Sdílet prostřednictvím


YIELD Operator Fun

Recently I was looking for a nice way to process large text files and keeping memory consumption at a minimum.

Though I wanted to keep input logic strictly separated from filtering and processing components. I figured this is similar (but simpler) to what LINQ does in principle. I came across the C# YIELD operator which seamed ideal for my intension.

YIELD is put into iterator blocks (foreach) and works on methods returning IEnumerables<>.

It is a language operator keyword that makes the compiler output pretty decent code that can help you save memory.

I’ve put together an example where a large text file is read line by line and filtered so that only lines containing specific keywords will be returned in a string enumeration.

Key here is that the IO-code must not contain any filter logic though not all lines can be read into memory at once.

    1:  using (TextReader reader = File.OpenText("AwesomeHuge.txt"))
    2:              {
    3:                  lines = ReadLinesFromFile(reader);
    4:                  var filteredLines = FilterLines( lines, "SearchString");
    5:                  foreach (var fl in filteredLines)
    6:                      Console.WriteLine(fl);                
    7:              }

The ReadLinesFromFile method (IO) looks straight forward:

    1:  private  IEnumerable<string> ReadLinesFromFile(TextReader reader)
    2:          {
    3:              while (true)
    4:              {
    5:                  var line = reader.ReadLine();
    6:   
    7:                  if (line == null)
    8:                      yield break;
    9:                  
   10:                  yield return line;
   11:              }
   12:          }

The FilterLines method (filter) makes use of YIELD once more so that in the end only those lines are kept that contain the search string.

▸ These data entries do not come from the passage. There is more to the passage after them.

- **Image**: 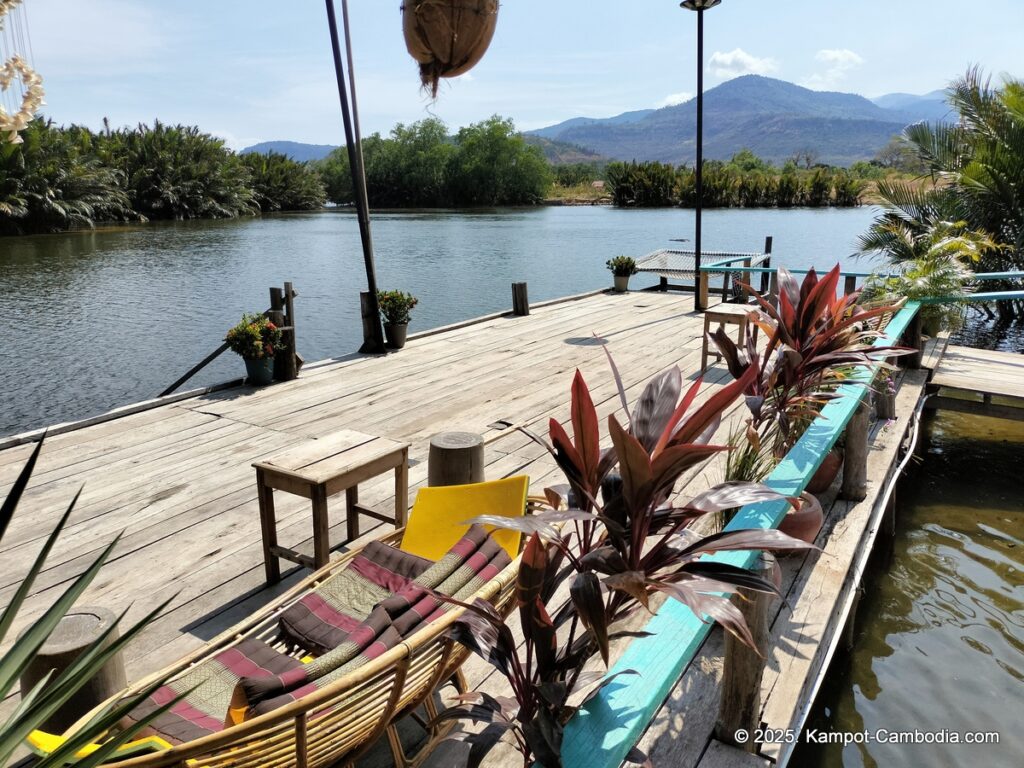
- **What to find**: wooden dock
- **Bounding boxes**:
[928,346,1024,420]
[0,293,728,712]
[0,293,1021,768]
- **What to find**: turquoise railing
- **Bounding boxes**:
[562,301,921,768]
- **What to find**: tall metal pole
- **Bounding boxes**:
[693,8,708,312]
[326,0,384,354]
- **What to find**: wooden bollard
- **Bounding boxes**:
[22,607,128,733]
[874,357,896,421]
[840,400,870,502]
[715,555,771,753]
[899,311,925,371]
[427,432,483,485]
[512,283,529,315]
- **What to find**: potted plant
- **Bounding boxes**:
[377,291,420,349]
[604,256,637,293]
[224,313,283,385]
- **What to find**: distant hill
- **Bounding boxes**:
[530,75,946,165]
[523,134,608,165]
[239,141,338,163]
[871,90,952,123]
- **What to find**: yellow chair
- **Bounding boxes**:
[398,475,529,561]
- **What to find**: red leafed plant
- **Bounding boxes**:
[439,356,808,768]
[711,264,910,458]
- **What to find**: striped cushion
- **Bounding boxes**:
[234,525,511,717]
[126,638,302,744]
[280,542,432,655]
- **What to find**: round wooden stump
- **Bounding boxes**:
[22,607,128,733]
[427,432,483,485]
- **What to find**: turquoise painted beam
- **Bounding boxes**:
[562,301,921,768]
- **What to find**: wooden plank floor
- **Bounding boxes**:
[0,293,728,704]
[929,346,1024,420]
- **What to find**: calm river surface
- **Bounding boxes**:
[792,412,1024,768]
[0,207,872,435]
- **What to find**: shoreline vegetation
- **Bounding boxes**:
[0,116,926,234]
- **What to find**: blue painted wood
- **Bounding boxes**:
[562,301,921,768]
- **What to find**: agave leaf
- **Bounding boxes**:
[0,434,46,541]
[569,570,608,667]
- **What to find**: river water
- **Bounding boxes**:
[0,207,872,435]
[791,412,1024,768]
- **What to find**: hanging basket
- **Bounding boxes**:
[401,0,498,96]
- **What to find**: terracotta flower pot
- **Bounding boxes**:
[384,323,409,349]
[239,357,273,386]
[807,449,843,494]
[778,490,825,544]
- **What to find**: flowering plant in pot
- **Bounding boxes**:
[377,291,420,349]
[438,358,808,768]
[604,256,637,293]
[224,313,284,384]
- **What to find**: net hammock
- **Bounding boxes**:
[0,0,45,144]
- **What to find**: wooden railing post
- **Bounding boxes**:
[697,271,711,311]
[840,393,869,502]
[715,555,772,753]
[512,283,529,315]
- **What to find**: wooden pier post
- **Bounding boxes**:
[512,283,529,315]
[840,393,870,502]
[899,311,925,371]
[715,555,773,753]
[427,432,483,485]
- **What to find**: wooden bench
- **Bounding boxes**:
[253,430,409,584]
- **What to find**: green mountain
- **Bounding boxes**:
[531,75,946,165]
[239,141,338,163]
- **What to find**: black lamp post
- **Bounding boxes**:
[679,0,722,311]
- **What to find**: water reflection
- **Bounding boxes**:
[0,207,872,434]
[793,413,1024,768]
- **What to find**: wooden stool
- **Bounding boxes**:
[22,607,128,733]
[700,304,758,373]
[253,430,409,584]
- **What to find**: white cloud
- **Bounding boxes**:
[802,48,864,89]
[655,91,693,108]
[710,48,778,80]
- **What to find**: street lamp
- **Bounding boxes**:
[679,0,722,311]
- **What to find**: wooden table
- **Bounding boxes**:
[700,304,758,373]
[253,430,409,584]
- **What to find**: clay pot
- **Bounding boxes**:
[807,449,843,494]
[401,0,498,96]
[778,490,825,544]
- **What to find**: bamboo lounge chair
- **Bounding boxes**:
[29,476,528,768]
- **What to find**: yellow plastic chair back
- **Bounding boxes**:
[398,475,529,561]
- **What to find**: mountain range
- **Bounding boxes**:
[242,75,950,165]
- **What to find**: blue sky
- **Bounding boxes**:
[26,0,1024,148]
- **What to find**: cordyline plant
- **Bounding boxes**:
[711,264,911,458]
[438,356,808,768]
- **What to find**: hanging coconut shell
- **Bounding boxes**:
[401,0,498,96]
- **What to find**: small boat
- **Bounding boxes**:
[29,476,529,768]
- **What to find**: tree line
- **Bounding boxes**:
[0,119,327,234]
[316,116,553,208]
[604,150,877,208]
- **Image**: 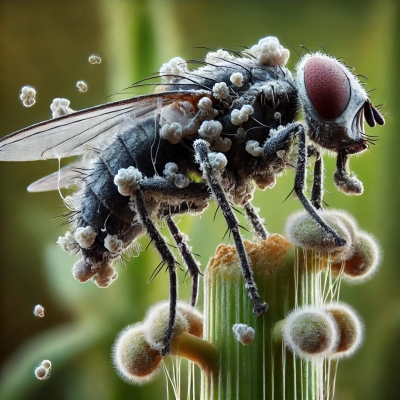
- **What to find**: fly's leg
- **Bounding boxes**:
[333,151,364,195]
[136,183,178,356]
[193,139,268,315]
[165,215,201,307]
[244,202,269,240]
[294,125,346,246]
[307,146,324,210]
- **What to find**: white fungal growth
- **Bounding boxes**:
[232,324,256,346]
[246,140,263,157]
[104,235,124,253]
[89,54,101,64]
[114,167,143,197]
[75,226,97,249]
[282,306,340,360]
[199,121,222,140]
[212,82,229,100]
[35,365,50,381]
[33,304,44,318]
[160,57,188,82]
[92,265,118,288]
[160,122,183,144]
[111,324,162,385]
[57,231,76,253]
[50,98,74,118]
[174,174,190,188]
[19,86,36,107]
[205,49,235,64]
[76,81,88,93]
[248,36,290,67]
[212,136,232,153]
[229,72,243,87]
[208,153,228,171]
[231,104,254,125]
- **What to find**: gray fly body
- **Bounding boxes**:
[0,37,384,355]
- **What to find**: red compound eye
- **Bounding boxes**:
[304,56,350,119]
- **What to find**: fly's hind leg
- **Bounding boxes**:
[193,139,268,315]
[135,183,178,356]
[243,202,269,240]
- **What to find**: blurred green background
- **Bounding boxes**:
[0,0,400,400]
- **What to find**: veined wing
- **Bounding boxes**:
[0,91,206,161]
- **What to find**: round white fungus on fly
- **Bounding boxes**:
[248,36,290,67]
[160,57,188,82]
[57,231,76,253]
[76,81,88,93]
[33,304,44,318]
[104,235,124,253]
[208,153,228,171]
[212,82,229,100]
[246,140,263,157]
[89,54,101,64]
[160,122,183,144]
[232,324,256,346]
[229,72,243,87]
[75,226,97,249]
[114,167,143,197]
[199,121,222,140]
[50,98,74,118]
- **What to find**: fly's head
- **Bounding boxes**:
[297,53,385,154]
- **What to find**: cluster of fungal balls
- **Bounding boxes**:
[112,302,203,385]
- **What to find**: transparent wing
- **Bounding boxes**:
[28,159,87,192]
[0,91,200,161]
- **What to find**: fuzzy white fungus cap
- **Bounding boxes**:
[88,54,101,64]
[231,104,254,125]
[160,122,183,144]
[326,303,364,358]
[114,167,143,197]
[75,226,97,249]
[208,153,228,171]
[92,265,118,288]
[111,323,162,385]
[248,36,290,67]
[205,49,235,64]
[229,72,243,87]
[197,97,213,111]
[50,98,74,118]
[199,121,222,140]
[104,234,124,253]
[33,304,44,318]
[246,140,263,157]
[212,82,229,100]
[212,137,232,153]
[232,324,256,346]
[57,231,76,253]
[160,57,188,82]
[282,306,339,360]
[76,81,88,93]
[143,301,189,351]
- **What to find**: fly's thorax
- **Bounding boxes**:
[296,52,368,153]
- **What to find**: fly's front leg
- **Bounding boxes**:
[294,125,346,246]
[333,151,364,195]
[244,202,269,240]
[307,145,324,210]
[193,139,268,315]
[135,186,178,356]
[165,215,201,307]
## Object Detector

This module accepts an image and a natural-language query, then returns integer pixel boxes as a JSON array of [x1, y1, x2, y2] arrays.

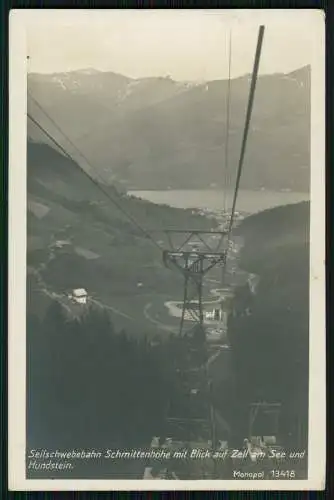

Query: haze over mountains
[[28, 66, 311, 192]]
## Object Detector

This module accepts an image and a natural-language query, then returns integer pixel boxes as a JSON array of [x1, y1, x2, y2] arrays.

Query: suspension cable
[[224, 31, 232, 213], [27, 110, 163, 251], [222, 25, 264, 283]]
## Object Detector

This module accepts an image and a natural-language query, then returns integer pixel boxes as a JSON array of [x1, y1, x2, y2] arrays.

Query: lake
[[128, 189, 310, 213]]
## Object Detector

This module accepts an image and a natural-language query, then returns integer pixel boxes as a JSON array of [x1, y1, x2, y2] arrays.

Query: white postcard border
[[8, 9, 326, 491]]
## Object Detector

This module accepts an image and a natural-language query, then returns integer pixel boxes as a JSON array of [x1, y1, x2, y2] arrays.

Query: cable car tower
[[149, 26, 264, 477]]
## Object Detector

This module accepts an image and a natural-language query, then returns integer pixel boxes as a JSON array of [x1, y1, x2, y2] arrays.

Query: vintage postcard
[[8, 9, 326, 491]]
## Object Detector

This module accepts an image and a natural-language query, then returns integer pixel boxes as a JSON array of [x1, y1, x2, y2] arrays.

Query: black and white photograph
[[8, 9, 325, 490]]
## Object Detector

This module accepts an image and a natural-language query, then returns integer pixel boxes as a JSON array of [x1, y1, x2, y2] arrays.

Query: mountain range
[[28, 66, 311, 192]]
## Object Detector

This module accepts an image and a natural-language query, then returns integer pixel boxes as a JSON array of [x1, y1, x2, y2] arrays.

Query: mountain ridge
[[28, 66, 311, 191]]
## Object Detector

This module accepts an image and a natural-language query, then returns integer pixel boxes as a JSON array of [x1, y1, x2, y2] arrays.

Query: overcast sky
[[26, 9, 319, 80]]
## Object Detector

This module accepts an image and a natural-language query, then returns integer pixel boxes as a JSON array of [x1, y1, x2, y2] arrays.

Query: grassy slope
[[229, 203, 309, 448], [27, 143, 212, 328]]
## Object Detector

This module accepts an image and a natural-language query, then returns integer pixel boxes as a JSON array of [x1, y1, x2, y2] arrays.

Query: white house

    1:  private  IEnumerable<string> FilterLines(  IEnumerable<string> lines, string searchString)
    2:          {
    3:              foreach (string line in lines)
    4:              {
    5:                  if (line.Contains(searchString))
    6:                  {
    7:                      Console.WriteLine("Include Line: " + line);
    8:                      yield return line;
    9:                  }
   10:              }
   11:          }

If you never came across something similar I guess the best approach to understand what’s actually happening is by stepping through the code line by line.

The most important point is that a yielding method only gets executed once someone iterates over it’s IEnumerable return argument which sounds kind a recursive but it actually is not as implementation details show.

That means the collection only contain data that is relevant (through search string) and not the while file content as a quick glance might indicate.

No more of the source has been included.